Khan war seit Juni 2021 Chefankläger am IStGH und hatte 2024 Haftbefehle gegen Netanjahu und den damaligen israelischen Verteidigungsminister Joav Gallant wegen des Vorwurfs der Verbrechen gegen die Menschlichkeit und von Kriegsverbrechen im Gaza-Krieg erwirkt.
„Er dachte: Wenn es eine Anklage gibt, behalte ich meinen Job. Es gab eine Anklage, und er verlor seinen Job“, sagte Netanjahu. Khan sei von einer großen Mehrheit der Vertragsstaaten abgesetzt worden, weil diese gewusst hätten, dass er ein „Hochstapler“ sei.
Die Vertragsstaaten des IStGH hatten am Freitag in New York für Khans Amtsenthebung wegen „groben Fehlverhaltens“ und einer „schwerwiegenden Verletzung der Pflichten seines Amtes“ gestimmt. 82 der 125 Mitgliedsländer votierten für seine Absetzung. Khans Anwalt kündigte an, die Entscheidung mit allen verfügbaren rechtlichen Mitteln anzufechten.
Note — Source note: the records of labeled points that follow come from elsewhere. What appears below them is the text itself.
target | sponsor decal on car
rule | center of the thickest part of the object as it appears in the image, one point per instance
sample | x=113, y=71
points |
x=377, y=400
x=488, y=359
Eine frühere Mitarbeiterin wirft dem 56-jährigen Briten sexuelle Übergriffe vor. Khan weist die Anschuldigungen in vollem Umfang zurück. Er wertet diese als Intrige im Interesse Israels. Die Mitarbeiterin „Sarah“ wies im CNN-Interview die Aussage zurück, sie agiere im Auftrag oder Interesse Israels. Khan hatte sein Amt im Mai 2025 vorläufig niedergelegt und war im Juni formell suspendiert worden.
Israel und die USA kritisierten das Vorgehen scharf. Beide Staaten sind aber keine Vertragsparteien des IStGH.